In 1997 werd het album Kaleidoscope uitgebracht, voorafgegaan door de single Kaleidoscope Skies. Het album laat voor een deel het vertrouwde geluid horen, maar maakt her en der ook uitstapjes naar het dan populaire drum and bass en triphop. Hoewel trance en eurotrance op dat moment weer in de lift zaten, leken Jam & Spoon niet de aansluiting met die golf te vinden. Het album was minder succesvol dan de voorganger. Opvallend genoeg werd een heruitgave van de remix van Age of Love in 1997 wel een grote hit.

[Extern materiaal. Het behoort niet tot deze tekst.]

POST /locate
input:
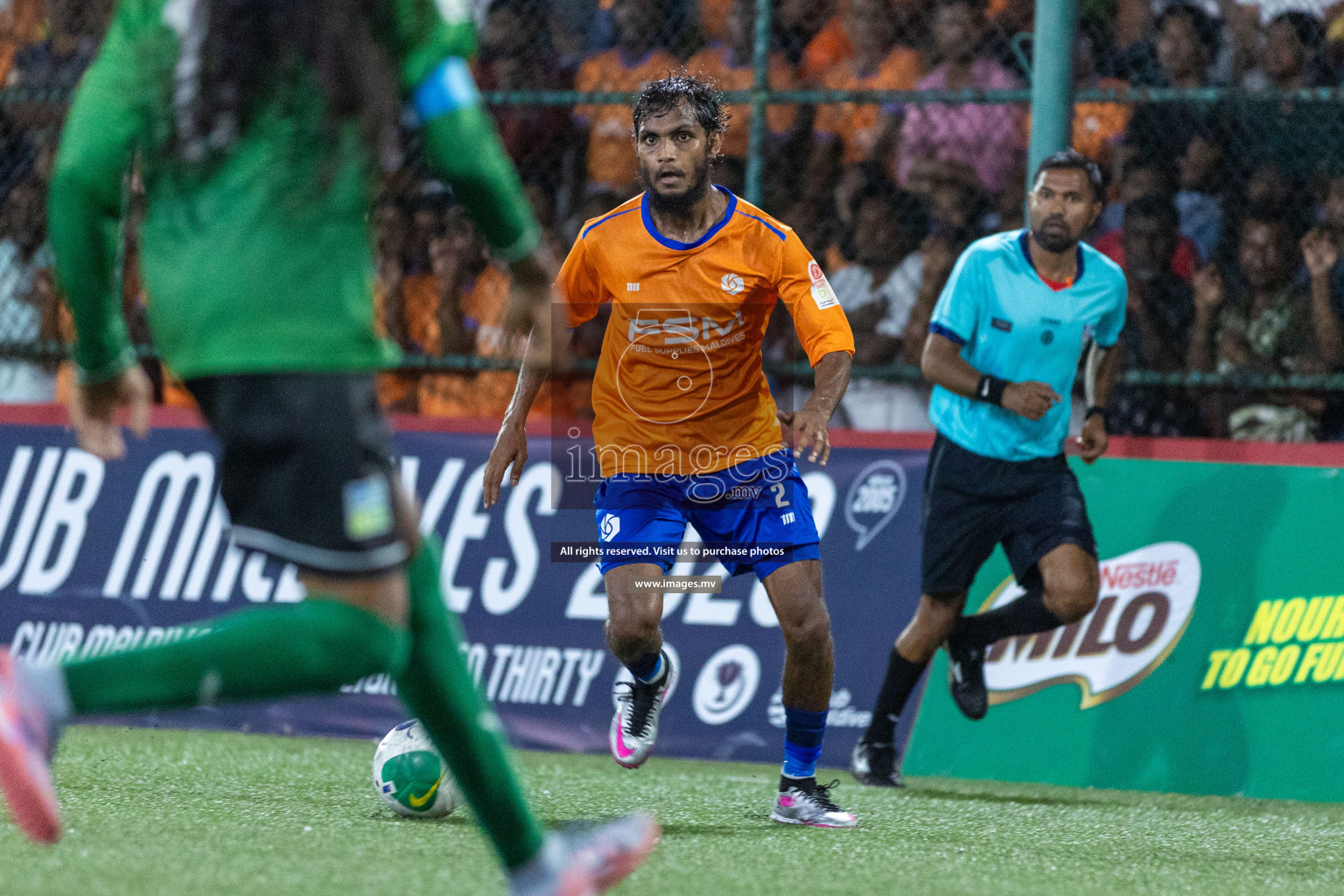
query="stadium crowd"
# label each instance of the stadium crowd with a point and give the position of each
(1226, 210)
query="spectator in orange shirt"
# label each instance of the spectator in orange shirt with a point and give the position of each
(730, 65)
(469, 308)
(516, 54)
(878, 63)
(634, 60)
(1098, 127)
(828, 43)
(714, 19)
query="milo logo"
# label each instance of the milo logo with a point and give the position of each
(1146, 601)
(416, 778)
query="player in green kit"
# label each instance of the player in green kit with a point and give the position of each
(257, 125)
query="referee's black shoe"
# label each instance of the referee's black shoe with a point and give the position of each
(875, 765)
(967, 679)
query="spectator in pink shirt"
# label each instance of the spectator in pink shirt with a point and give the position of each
(987, 138)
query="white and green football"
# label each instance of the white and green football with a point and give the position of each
(410, 774)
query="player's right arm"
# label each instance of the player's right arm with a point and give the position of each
(105, 124)
(433, 45)
(578, 290)
(953, 326)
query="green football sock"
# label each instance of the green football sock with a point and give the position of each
(440, 690)
(269, 652)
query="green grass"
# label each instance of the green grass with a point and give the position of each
(150, 813)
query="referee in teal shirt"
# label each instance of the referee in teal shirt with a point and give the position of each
(1004, 346)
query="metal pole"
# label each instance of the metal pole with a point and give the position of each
(760, 87)
(1051, 80)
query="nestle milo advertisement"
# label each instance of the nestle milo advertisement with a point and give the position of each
(1213, 664)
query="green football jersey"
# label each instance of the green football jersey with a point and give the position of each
(261, 260)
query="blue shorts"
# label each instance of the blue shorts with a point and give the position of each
(757, 511)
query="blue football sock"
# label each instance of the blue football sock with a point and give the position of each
(648, 668)
(802, 735)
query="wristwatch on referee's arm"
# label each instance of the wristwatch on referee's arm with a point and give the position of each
(990, 388)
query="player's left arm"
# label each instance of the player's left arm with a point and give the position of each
(107, 122)
(825, 336)
(1100, 373)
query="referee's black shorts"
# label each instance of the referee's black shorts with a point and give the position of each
(972, 502)
(306, 468)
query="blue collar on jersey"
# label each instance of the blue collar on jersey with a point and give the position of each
(679, 246)
(1025, 241)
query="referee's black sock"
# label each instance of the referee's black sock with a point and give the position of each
(1028, 614)
(900, 680)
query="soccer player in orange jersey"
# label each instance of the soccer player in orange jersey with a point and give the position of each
(684, 424)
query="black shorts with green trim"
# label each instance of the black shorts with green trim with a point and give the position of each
(306, 468)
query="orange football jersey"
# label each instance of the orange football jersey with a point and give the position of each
(679, 387)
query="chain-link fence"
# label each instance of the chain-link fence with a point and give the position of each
(890, 135)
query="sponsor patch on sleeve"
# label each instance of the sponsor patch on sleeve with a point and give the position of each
(368, 508)
(822, 291)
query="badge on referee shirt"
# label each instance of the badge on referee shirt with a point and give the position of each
(368, 508)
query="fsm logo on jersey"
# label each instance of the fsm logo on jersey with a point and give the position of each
(726, 684)
(874, 499)
(1146, 601)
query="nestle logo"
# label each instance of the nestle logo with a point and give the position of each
(1146, 599)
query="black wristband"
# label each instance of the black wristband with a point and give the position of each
(990, 388)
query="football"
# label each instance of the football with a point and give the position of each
(411, 777)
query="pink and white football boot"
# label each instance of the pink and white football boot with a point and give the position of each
(802, 801)
(634, 725)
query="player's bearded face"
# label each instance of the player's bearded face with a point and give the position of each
(1062, 208)
(674, 155)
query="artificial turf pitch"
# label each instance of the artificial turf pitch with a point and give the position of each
(150, 813)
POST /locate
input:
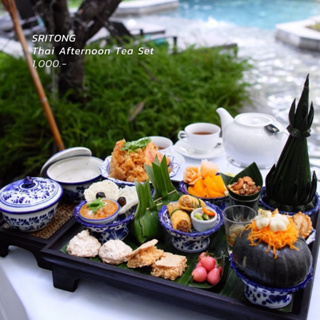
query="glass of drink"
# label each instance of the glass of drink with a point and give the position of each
(235, 218)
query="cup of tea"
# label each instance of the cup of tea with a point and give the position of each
(235, 218)
(201, 136)
(164, 144)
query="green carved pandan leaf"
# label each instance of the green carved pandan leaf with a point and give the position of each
(289, 184)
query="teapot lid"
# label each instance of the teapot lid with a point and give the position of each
(29, 194)
(254, 119)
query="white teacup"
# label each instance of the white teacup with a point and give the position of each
(201, 136)
(164, 144)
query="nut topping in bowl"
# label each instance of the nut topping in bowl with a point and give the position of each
(244, 186)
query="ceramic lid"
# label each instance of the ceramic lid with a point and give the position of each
(254, 119)
(29, 194)
(67, 153)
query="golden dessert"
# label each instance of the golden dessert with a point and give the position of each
(244, 186)
(189, 203)
(303, 224)
(128, 159)
(145, 255)
(170, 266)
(180, 220)
(204, 181)
(84, 245)
(270, 251)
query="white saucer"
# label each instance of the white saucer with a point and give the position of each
(67, 153)
(184, 148)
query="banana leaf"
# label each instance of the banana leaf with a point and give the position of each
(146, 225)
(159, 176)
(252, 171)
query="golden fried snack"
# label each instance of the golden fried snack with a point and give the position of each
(128, 165)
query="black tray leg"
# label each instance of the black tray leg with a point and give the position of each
(64, 279)
(4, 247)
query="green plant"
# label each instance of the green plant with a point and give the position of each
(128, 96)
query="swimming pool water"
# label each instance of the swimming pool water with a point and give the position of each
(263, 14)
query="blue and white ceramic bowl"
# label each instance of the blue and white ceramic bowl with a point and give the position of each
(75, 174)
(190, 241)
(105, 220)
(117, 229)
(273, 298)
(219, 201)
(30, 204)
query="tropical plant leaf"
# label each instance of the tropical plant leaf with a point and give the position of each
(159, 176)
(146, 225)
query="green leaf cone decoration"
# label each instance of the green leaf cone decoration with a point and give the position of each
(146, 225)
(159, 176)
(289, 184)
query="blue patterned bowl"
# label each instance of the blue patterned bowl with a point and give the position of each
(273, 298)
(105, 220)
(190, 241)
(29, 204)
(219, 201)
(75, 174)
(117, 229)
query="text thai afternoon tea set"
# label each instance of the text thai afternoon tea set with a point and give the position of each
(134, 216)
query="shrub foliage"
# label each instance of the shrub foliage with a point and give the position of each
(127, 96)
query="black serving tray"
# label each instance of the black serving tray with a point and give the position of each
(226, 301)
(35, 241)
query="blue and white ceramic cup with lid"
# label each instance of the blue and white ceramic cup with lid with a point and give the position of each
(30, 204)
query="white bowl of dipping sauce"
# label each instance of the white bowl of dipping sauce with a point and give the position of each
(75, 174)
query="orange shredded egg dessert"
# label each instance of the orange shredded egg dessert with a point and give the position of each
(272, 232)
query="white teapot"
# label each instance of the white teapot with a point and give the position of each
(252, 137)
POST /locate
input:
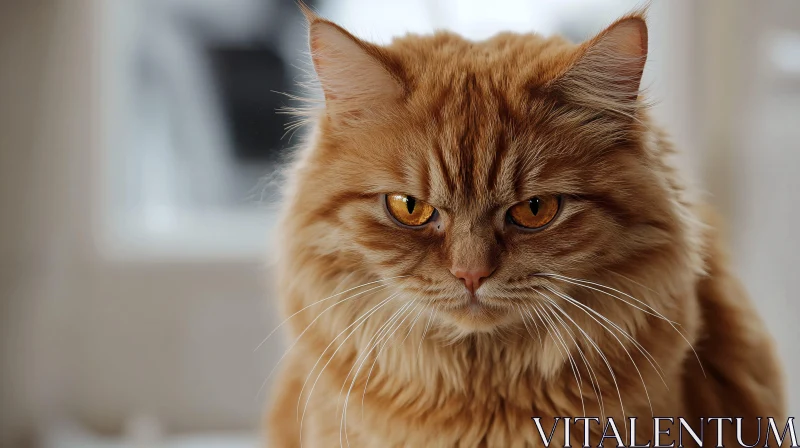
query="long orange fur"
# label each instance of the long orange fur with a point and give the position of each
(472, 128)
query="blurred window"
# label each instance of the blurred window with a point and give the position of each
(194, 138)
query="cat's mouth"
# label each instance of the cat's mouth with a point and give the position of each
(475, 313)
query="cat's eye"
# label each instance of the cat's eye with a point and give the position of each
(408, 210)
(535, 213)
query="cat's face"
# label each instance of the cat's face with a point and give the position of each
(467, 174)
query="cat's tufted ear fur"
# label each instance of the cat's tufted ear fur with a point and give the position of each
(354, 75)
(608, 71)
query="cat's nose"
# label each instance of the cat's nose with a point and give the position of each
(472, 278)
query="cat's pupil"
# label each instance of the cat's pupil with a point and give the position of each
(410, 203)
(534, 204)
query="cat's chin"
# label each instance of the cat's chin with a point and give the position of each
(478, 318)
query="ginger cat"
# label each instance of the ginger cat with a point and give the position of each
(478, 233)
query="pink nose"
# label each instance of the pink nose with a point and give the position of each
(472, 278)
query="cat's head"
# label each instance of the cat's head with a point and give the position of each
(468, 174)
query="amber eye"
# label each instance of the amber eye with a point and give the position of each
(536, 212)
(409, 211)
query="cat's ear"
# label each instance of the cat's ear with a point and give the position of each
(353, 74)
(608, 70)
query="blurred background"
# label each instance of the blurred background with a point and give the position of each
(138, 147)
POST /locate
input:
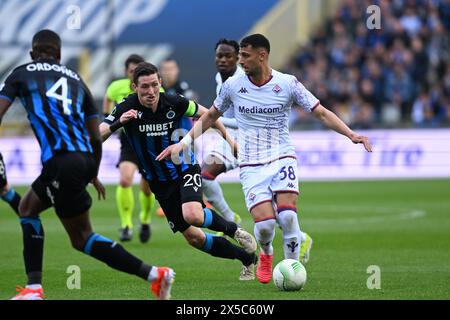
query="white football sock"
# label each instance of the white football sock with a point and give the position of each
(291, 233)
(153, 275)
(264, 234)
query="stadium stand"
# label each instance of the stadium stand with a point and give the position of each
(395, 76)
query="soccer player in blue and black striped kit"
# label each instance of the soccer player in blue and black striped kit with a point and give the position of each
(65, 121)
(152, 121)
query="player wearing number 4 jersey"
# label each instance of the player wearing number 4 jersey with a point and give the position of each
(65, 121)
(152, 121)
(261, 99)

Naast al hun eigen werk werden Jam & Spoon deze jaren ook belangrijke remixers. Ze leverden remixes af voor een lange rij artiesten, zoals Moby, Age of Love, Frankie Goes To Hollywood, Pet Shop Boys, Enigma, New Order, Queen, Simple Minds, Mike Oldfield en Rammstein.

Werk onder andere namen

bewerken

Naast het succes als Jam & Spoon waren er ook enkele andere uitstapjes met andere projecten.

Tokyo Ghetto Pussy

bewerken

Jam & Spoon startten in 1995 onder de namen Trancy Spacer & Spacy Trancer met het project Tokyo Ghetto Pussy, dat meeging in de dan erg populaire Duitse rave en happy hardcore. De single I Kiss Your Lips behaalde de derde plaats in de Nederlandse Top 40, verbleef tien weken in deze lijst en was ook de enige single die de Top 40 haalde. Andere singles van Tokyo Ghetto Pussy waren Everbody On The Floor (Pump It), dat in Vlaanderen 16 weken in de Ultratop 50 stond en er de vijfde plaats haalde, To Another Galaxy, die de Nederlandse Tipparade haalde, en de minder bekende nummers You Make Me Feel en Fly Me To The Moon. Ook werd het album Disco 2001 uitgebracht, dat behoorlijk wat Duitse rave laat horen. Daarna verloor het project de aandacht.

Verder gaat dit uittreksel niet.